This was originally published in December 15, 2007 Armenian Reporter.
by Emil Sanamyan
Azerbaijan accused of obstructing the confidence-building measure
WASHINGTON – International diplomats have stopped their regular monitoring of the cease-fire in Karabakh, after Azerbaijan refused to issue routine permission, it has emerged in recent weeks. Ambassador Andrzej Kasprzyk, a Polish diplomat who heads the monitoring effort on behalf of the Organization for Security and Cooperation in Europe (OSCE), confirmed that “no monitoring on the Line of Contact (LOC) has taken
place” since last summer.
In an e-mail response to the Armenian Reporter on December 13, Ambassador Kasprzyk said that “in summer 2007, the Azerbaijani [Foreign Ministry] objected to the OSCE receiving official written correspondence from the NK [Nagorno Karabakh] authorities. “Since our monitoring on the LOC require security guarantees from both sides in written form, and the NK authorities insist on official correspondence as was the case until now,” the effort has been suspended, said the diplomat.

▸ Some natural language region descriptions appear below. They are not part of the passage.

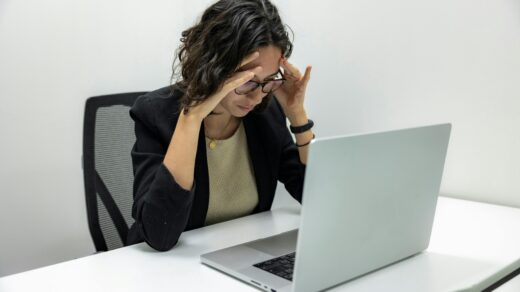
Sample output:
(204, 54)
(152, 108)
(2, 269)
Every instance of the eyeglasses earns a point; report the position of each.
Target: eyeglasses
(267, 86)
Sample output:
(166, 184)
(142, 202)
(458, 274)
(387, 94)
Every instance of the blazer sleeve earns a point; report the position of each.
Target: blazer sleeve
(161, 206)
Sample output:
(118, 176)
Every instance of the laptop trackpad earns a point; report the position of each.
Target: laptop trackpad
(277, 245)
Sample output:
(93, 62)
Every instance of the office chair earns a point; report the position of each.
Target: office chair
(108, 137)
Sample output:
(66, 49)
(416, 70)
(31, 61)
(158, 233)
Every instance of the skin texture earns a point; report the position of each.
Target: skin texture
(228, 107)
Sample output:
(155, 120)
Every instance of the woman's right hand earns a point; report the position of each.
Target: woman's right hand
(205, 108)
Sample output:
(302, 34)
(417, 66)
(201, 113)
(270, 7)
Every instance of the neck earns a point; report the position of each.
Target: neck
(220, 126)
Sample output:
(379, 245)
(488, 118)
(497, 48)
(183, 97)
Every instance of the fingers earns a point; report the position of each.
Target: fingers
(307, 75)
(249, 58)
(290, 70)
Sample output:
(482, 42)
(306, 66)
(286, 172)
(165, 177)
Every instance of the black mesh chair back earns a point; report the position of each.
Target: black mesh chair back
(108, 137)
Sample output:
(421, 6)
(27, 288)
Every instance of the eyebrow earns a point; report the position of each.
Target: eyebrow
(271, 75)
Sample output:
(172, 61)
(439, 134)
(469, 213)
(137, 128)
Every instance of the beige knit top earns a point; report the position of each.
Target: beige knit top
(232, 186)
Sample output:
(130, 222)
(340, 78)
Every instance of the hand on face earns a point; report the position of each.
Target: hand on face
(292, 93)
(203, 109)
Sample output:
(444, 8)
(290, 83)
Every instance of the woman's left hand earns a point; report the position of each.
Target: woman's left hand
(292, 93)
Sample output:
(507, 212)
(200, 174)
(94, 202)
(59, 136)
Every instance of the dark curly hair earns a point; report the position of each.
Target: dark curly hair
(212, 50)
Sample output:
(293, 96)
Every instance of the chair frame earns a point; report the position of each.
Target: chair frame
(93, 183)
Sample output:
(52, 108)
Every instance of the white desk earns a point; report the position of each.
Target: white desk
(472, 246)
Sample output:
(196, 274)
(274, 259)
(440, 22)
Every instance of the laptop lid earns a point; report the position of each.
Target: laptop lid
(369, 200)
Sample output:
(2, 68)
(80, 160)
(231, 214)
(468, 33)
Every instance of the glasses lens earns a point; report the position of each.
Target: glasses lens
(272, 86)
(246, 87)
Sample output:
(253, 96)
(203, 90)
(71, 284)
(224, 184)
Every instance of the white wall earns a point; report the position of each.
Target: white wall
(377, 65)
(390, 64)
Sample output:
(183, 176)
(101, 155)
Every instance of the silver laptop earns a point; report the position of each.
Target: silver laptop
(368, 201)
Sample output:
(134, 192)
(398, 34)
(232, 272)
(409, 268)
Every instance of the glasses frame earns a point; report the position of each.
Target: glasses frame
(262, 84)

The cease-fire has held in Karabakh since May 1994. Amb. Kasprzyk and his staff have been in charge of its monitoring since July 1996.
Cease-fire threatened?
The Economist first reported on November 28 that the regular monthly or fortnightly visits have stopped “after a diplomatic dispute.” The last such visit was reported by Nagorno Karabakh’s Foreign Ministry to have taken place on July 10 of this year and in two-week intervals in preceding months.
Incidentally, the Azerbaijani démarche, which is part of its overall policy to exclude NKR from the peace process, coincided with the presidential election in Nagorno Karabakh and subsequent personnel changes in the NKR government.
During the OSCE ministerial meeting in Madrid on November 29, diplomats from France, Russia, and the United States who co-lead mediation in the Karabakh peace process issued a statement that said, “the parties have been asked not to obstruct the resumption of OSCE monitoring on the Line of Contact.”
While the co-chairs, as is their custom, did not blame either party for the suspension, Foreign Minister Vartan Oskanian of Armenia, also speaking in Madrid, noted that it is “Azerbaijan’s willful obstruction of international envoys entrusted with monitoring the conflict and the region [that] is threatening to upset the fine balance that we have sustained.”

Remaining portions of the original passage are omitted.